The source sequences are aligned with respect to their reference point in the following pictorial representation. The sequences are shown as black lines. The red block designates the reference point, and yellow lines define the blocks of the sequences.

Sequence alignment

Choose Strand: One or both strands may be chosen by the user for motif analysis. Separate results will be provided for the complementary strand and the query.

Threshold frequency: The minimum number of source sequences (expressed as a percentage) in which a specific motif is anticipated to be present is referred to as the threshold. The user may change the threshold value from its default of 25 if necessary.

Block Size: The sequence will be broken up into smaller blocks of sequences in order to find the common variants and co-variants. The block size will be used to determine the size of such blocks (in units of base pairs). Therefore, common variants and co-variants will be found with a lower mean deviation when the block size is smaller, and vice versa. 250 nucleotides is the block size's default value and it can be altered by user's choice.

Mandatory inputs

The user can perform a blockwise analysis of the sequence for the motifs by providing the necessary inputs. A web browser will display all of the results. The result can be downloaded using the link at the bottom of the result page, or the user can specify a "Project Name" and "Email ID" to receive the result on a specific email ID.

Email input

Case Study for MotDet

Query motifs:The following query motifs were used to analyze the over-representation of the motifs and the variants: TATAWAWR, SSRCGCC, and RTDKKKK from query motifs, and XCPEI from core promoter elements (CPE)
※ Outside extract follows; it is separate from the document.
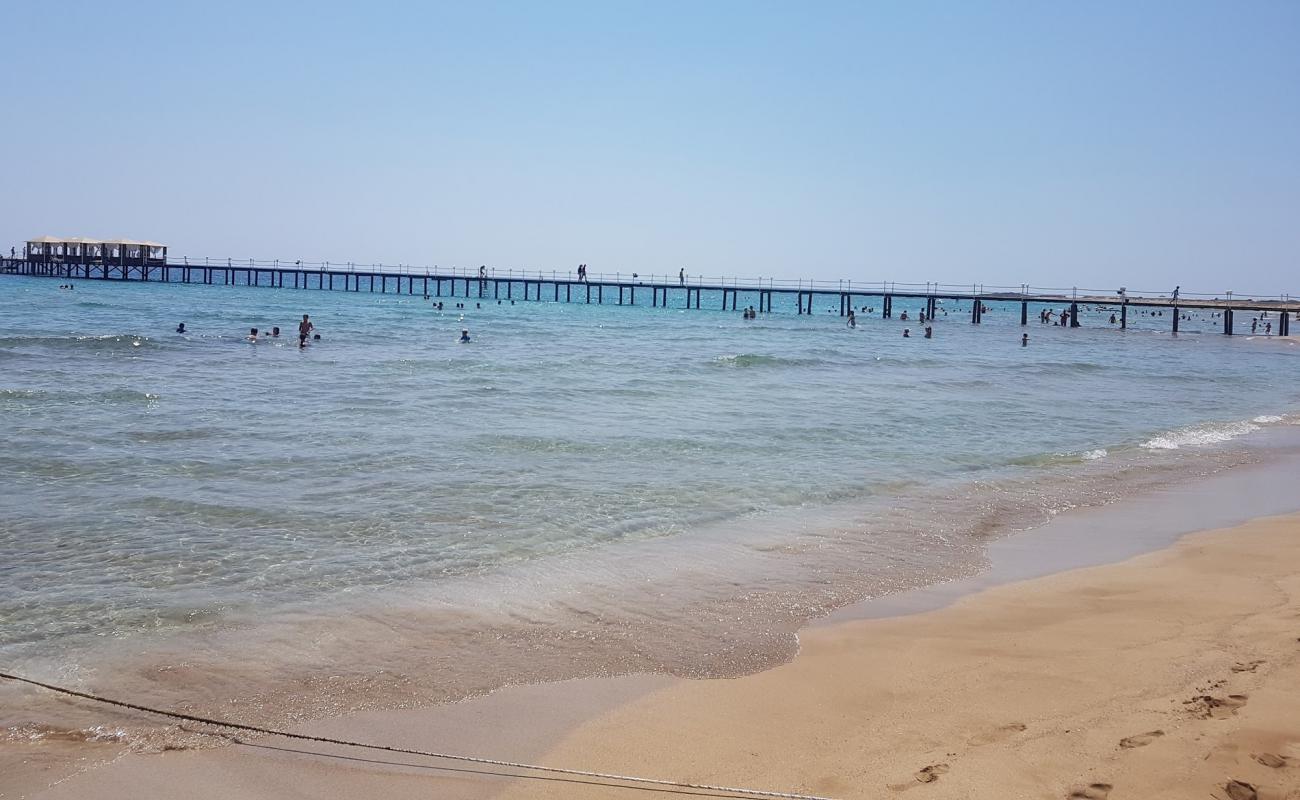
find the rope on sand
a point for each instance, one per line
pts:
(254, 729)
Source Sequences: As source sequences, the promoter sequences of three NCBI IDs—23788, 7089, and 283710—from 2000 to 500 nts upstream to downstream w.r.t. TSS are employed.

Other Mandatory inputsReference point -1 (in this case, 1 denotes the TSS of human promoter sequences), block size 250, strand query, and threshold 20 were the default values used.

Outcomes of case study

When your mouse pointer hovers over the input button on the result page, the provided inputs are shown.

Five IDs are displayed here. Three transcripts with the NCBI gene ID 7089 exist: 3047633, 3029612, and 3029165; the promoter sequences for these transcripts are retrieved and taken into account for analysis.

Significant motifs and the variants

BRE-D, RTDKKKK and ATTTTTT are the overrepresented motifs and variants.It displays the position range in the block, the p-value, and the position of variants in the provided source sequences.

A pictorial representation for detection of common variants

Co-occuring motifs and the variants

The variants are displayed, and the overrepresented co-occurring motifs are BRE-U (SSRCGCC) and BRE-D (RTDKKKK). Additionally, the "significant covariants" button for each query motif provides access to the co-occurring variants of each query motif.

A pictorial representation for detection of cooccuring variants

Submotifs

The derived subconsensus of significant motif variants (BRE-D (RTDKKKK)) is represented by the blocks RTKKTKT, RTKTTKK, RTGKKKK, and RTKKTKK.

Graphical summary of the variants

A line graph displays every variant found in each of the source sequences.By clicking on the red vertical line markers, the variants and the positions are shown with highlighted markers.

Tabular summary of the variants

The complete set of variants for each source sequence is displayed. The table has two rows: the first row displays non-overlapping blocks with mouse-over details, and the second row displays overlapping blocks. Each of the queried motifs' variants and locations are displayed.